Go Sony. It was stupid to marry a PCIe I/O interface (TBolt) with an old version of a graphics interface (Display Port 1.1) using a mostly proprietary (MDP) video connector.

What was Intel thinking?

I think Intel was thinking "F'U USB implementers forum"
First they got bowled out of making USB3 a worth while up date.
Then they get told the USB port is our's now and you can't use it for your USB3 alternative.

Remembering that there was no talk of Lightpeak.
All the optical demo early on were Intel's demo of USB3 optical.
After that got rejected the same research turns up as Lightpeak demo'd on Hackintosh.
 
And then they let everyone use the name and firewire became more popular.

Too little, too late, too irrelevant.

So I'm asking, why do you think they'll copy the thing they did that didn't work rather than copy the thing that did work?

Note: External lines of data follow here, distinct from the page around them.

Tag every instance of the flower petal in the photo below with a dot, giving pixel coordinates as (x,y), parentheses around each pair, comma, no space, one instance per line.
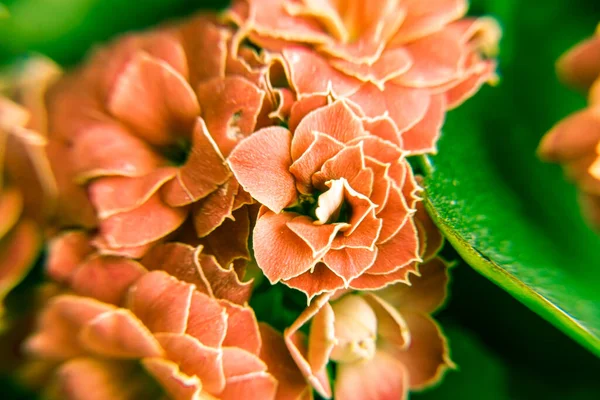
(320,280)
(382,377)
(195,359)
(203,172)
(106,278)
(230,108)
(161,302)
(154,99)
(426,359)
(291,384)
(265,157)
(293,255)
(118,334)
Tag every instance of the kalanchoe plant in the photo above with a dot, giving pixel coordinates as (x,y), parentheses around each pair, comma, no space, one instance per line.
(575,141)
(211,156)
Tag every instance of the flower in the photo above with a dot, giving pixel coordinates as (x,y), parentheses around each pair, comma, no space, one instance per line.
(337,202)
(73,261)
(408,60)
(27,186)
(575,141)
(139,135)
(165,339)
(384,343)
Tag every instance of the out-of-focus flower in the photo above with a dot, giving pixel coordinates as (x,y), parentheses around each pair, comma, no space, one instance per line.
(27,186)
(408,61)
(337,202)
(166,340)
(575,141)
(139,135)
(73,261)
(384,343)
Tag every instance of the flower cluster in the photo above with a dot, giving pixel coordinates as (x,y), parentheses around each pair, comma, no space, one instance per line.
(190,162)
(575,141)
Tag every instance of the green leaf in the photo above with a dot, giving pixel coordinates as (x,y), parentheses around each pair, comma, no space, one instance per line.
(511,217)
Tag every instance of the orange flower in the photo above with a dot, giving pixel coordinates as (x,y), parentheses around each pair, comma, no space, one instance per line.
(575,141)
(26,184)
(384,343)
(405,60)
(166,339)
(337,202)
(73,261)
(142,130)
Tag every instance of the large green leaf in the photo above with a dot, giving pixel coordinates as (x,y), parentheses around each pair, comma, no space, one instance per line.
(509,216)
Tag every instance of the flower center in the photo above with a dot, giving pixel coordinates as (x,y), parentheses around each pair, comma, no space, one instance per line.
(177,153)
(355,330)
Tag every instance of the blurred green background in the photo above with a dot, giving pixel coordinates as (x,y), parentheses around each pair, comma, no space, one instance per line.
(504,350)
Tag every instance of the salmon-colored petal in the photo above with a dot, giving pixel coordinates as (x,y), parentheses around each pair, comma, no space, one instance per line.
(436,60)
(18,253)
(422,137)
(348,263)
(154,99)
(189,264)
(265,157)
(153,220)
(230,108)
(476,76)
(203,172)
(405,106)
(580,66)
(364,236)
(290,382)
(246,376)
(207,320)
(336,120)
(119,334)
(229,242)
(211,211)
(318,379)
(66,252)
(425,18)
(312,73)
(195,359)
(59,323)
(426,292)
(323,148)
(161,302)
(400,250)
(11,207)
(116,194)
(94,379)
(320,280)
(349,164)
(427,358)
(178,385)
(205,46)
(293,255)
(73,205)
(318,237)
(107,148)
(106,278)
(369,281)
(393,215)
(242,328)
(382,377)
(572,138)
(391,64)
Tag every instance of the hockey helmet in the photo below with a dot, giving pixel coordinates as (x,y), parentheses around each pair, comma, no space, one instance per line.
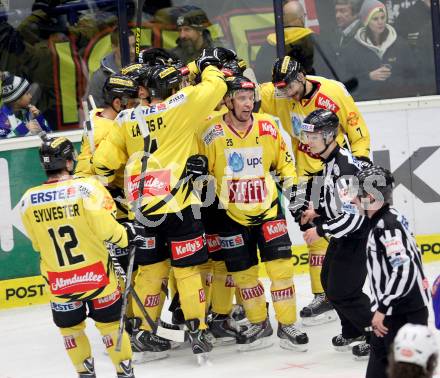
(54,153)
(120,86)
(163,80)
(414,344)
(375,179)
(284,71)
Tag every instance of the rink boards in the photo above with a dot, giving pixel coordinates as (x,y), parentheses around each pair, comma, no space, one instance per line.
(405,135)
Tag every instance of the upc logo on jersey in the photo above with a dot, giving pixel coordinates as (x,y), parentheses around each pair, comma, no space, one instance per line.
(107,301)
(152,300)
(282,295)
(69,342)
(213,242)
(274,229)
(212,133)
(266,128)
(185,248)
(230,242)
(322,101)
(157,183)
(246,161)
(316,260)
(252,292)
(54,194)
(90,277)
(247,190)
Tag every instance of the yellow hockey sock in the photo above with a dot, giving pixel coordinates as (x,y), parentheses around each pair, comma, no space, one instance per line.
(148,285)
(192,295)
(280,272)
(109,332)
(251,293)
(316,256)
(77,345)
(223,289)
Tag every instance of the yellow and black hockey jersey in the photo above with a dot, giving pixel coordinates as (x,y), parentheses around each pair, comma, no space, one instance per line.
(242,165)
(330,95)
(68,222)
(172,126)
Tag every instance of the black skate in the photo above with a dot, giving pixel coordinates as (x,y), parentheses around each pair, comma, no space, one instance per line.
(200,341)
(361,351)
(318,311)
(221,329)
(255,337)
(89,369)
(341,344)
(127,370)
(147,346)
(292,338)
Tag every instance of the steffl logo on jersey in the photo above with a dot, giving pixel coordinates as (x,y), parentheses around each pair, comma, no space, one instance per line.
(274,229)
(266,128)
(181,249)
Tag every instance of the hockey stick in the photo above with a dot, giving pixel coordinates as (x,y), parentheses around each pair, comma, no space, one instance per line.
(140,5)
(88,126)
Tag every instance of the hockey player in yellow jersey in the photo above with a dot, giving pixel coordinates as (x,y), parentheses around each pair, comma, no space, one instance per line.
(68,219)
(243,148)
(172,119)
(291,97)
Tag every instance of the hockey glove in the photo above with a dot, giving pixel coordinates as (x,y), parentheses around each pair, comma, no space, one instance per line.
(208,57)
(197,165)
(298,202)
(136,234)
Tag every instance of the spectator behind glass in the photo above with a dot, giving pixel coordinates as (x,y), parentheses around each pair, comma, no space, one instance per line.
(18,117)
(414,25)
(380,59)
(110,65)
(414,354)
(298,41)
(193,34)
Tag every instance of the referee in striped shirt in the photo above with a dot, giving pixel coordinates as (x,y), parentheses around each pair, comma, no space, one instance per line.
(344,268)
(398,285)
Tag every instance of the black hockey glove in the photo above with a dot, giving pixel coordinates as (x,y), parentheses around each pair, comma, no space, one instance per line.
(297,203)
(208,57)
(197,165)
(136,234)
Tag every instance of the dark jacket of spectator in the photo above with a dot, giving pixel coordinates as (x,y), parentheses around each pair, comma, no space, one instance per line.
(96,85)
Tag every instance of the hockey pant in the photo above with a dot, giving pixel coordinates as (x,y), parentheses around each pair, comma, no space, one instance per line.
(78,346)
(280,272)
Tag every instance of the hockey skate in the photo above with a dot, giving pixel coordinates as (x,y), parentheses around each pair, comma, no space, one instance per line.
(127,370)
(89,367)
(221,329)
(255,337)
(200,343)
(341,344)
(361,351)
(318,311)
(147,346)
(292,338)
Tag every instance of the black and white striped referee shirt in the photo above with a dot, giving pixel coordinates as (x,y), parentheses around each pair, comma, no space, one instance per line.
(338,216)
(394,263)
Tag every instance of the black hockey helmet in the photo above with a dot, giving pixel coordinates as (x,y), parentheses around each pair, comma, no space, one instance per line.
(162,81)
(237,83)
(119,86)
(375,179)
(284,71)
(54,153)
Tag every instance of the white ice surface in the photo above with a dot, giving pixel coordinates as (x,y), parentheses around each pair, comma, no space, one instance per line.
(30,346)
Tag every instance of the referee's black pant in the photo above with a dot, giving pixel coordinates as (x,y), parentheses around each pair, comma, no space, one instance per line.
(380,346)
(343,275)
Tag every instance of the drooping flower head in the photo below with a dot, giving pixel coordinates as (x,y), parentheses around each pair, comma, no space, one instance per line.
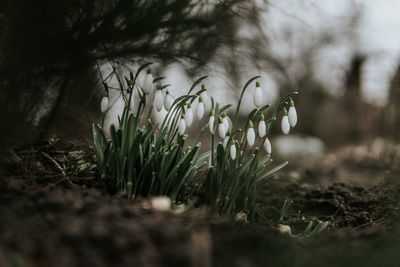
(285,122)
(262,128)
(225,121)
(158,98)
(104,102)
(251,135)
(221,128)
(182,125)
(292,114)
(188,115)
(200,109)
(232,151)
(267,146)
(148,82)
(211,122)
(258,95)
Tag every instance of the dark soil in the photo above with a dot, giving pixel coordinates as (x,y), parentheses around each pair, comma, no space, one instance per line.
(47,219)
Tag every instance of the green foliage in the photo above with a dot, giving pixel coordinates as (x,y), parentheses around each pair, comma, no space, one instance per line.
(231,184)
(145,158)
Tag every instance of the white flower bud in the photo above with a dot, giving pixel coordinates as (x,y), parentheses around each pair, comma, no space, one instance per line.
(292,114)
(251,135)
(267,146)
(232,151)
(211,123)
(182,126)
(258,96)
(189,116)
(168,101)
(104,104)
(262,128)
(158,100)
(148,83)
(221,130)
(200,109)
(225,121)
(285,123)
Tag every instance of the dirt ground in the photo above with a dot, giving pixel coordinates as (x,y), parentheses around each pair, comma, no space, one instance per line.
(48,219)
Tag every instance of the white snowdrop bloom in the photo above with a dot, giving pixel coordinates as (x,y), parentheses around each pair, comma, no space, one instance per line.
(211,123)
(162,203)
(258,95)
(221,129)
(251,135)
(232,151)
(158,100)
(182,126)
(292,114)
(104,104)
(225,143)
(262,128)
(200,109)
(188,115)
(267,146)
(284,229)
(285,123)
(148,82)
(168,101)
(225,121)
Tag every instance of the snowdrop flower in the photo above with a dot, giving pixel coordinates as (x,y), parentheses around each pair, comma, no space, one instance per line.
(225,121)
(258,95)
(262,128)
(232,151)
(168,101)
(188,115)
(267,146)
(200,109)
(292,114)
(182,125)
(285,122)
(148,82)
(158,99)
(251,135)
(221,129)
(225,143)
(211,122)
(104,103)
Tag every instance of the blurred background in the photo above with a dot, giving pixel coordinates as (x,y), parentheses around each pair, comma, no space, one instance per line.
(342,56)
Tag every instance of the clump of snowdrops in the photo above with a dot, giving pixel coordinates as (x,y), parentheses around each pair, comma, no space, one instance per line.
(145,158)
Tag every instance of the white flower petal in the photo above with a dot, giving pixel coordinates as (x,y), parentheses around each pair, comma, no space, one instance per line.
(225,121)
(292,116)
(158,100)
(285,125)
(251,136)
(200,110)
(262,129)
(104,104)
(258,97)
(211,124)
(182,126)
(267,146)
(221,130)
(232,151)
(148,84)
(189,117)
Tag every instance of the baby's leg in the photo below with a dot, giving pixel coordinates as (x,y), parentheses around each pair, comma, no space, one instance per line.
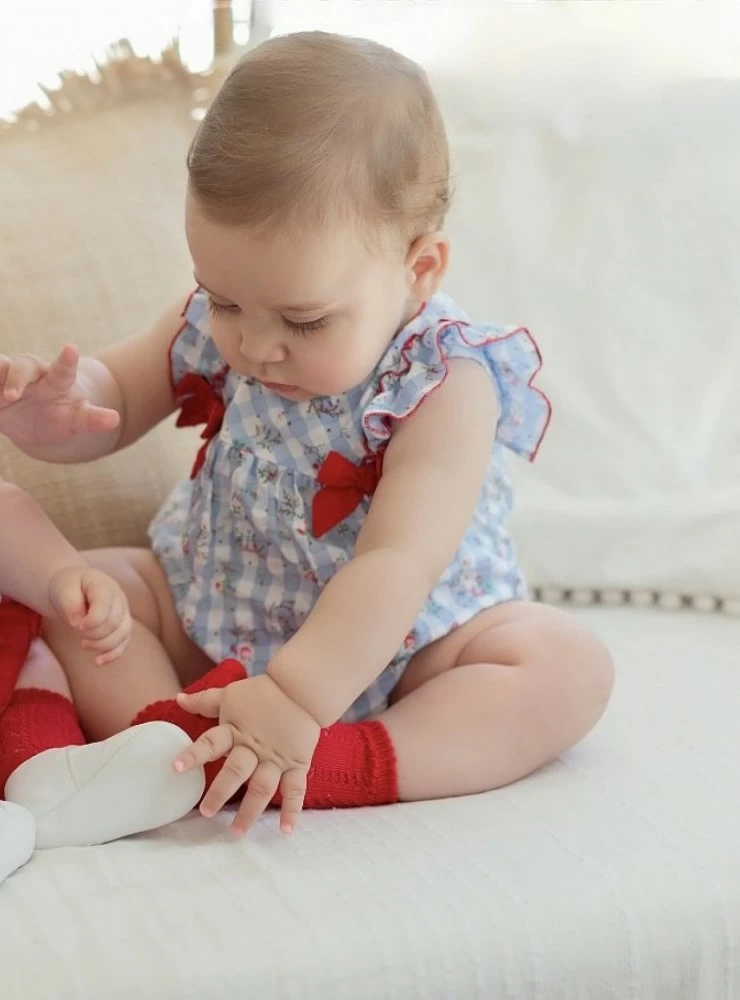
(152,665)
(86,794)
(495,700)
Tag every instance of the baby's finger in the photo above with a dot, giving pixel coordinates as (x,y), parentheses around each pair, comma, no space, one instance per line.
(100,594)
(62,373)
(293,792)
(112,640)
(206,703)
(238,767)
(88,419)
(118,611)
(214,743)
(69,602)
(100,661)
(20,374)
(260,791)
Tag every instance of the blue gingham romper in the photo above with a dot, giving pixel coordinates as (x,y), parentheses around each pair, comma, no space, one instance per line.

Because right now there's indication that they are trademarking the term. There is no indication they will give away a free license. Anyway, why bother to trademark it if you're going to give away the name ?
 
And yet another sign that Thunderbolt is stumbling barely out of the gate.

I would be fine with Thunderbolt if it didn't prevent Apple from supporting USB3 right now. But of course, Apple's vision of purity can't allow an inferior port like USB 3 -- which is already very fast and already has good support from third-party peripherals *today* -- to take anything away from a new port that will probably have no credible peripheral community for at least two years.

Who loses? Apple's customer, who hasn't gotten a high-speed port upgrade since FireWire 800's introduction in 2003! That's 8 bloody years. Apple skipped eSATA entirely, and now it's skipping USB 3 while Thunderbolt creeps along at a snail's pace, watered down by its exclusivity in Apple products, incompatible connectors, non-existent peripherals, and the fact that you can't add Thunderbolt support to existing desktop computers via add-in cards.

Stupid, stupid, stupid.
You can pipe USB 3 through ThunderBolt.
 
I just want to know when manufacturers are going to bring back LPT and COM ports to laptops. This is complete BS that they removed them.
 
It's consistent with who they are. Sony is the company that renamed the firewire standard ibeam or ilink or some other such rubbish, basically just to spite Apple. My 2cents...Apple should have bought Sony a couple of years ago and could do it easily today. Apple needs to just move full speed ahead into consumer electronics anyway. Apple should also merge with Oracle so they can solidify some control of the internet/intranet back-end that their devices are dependent on.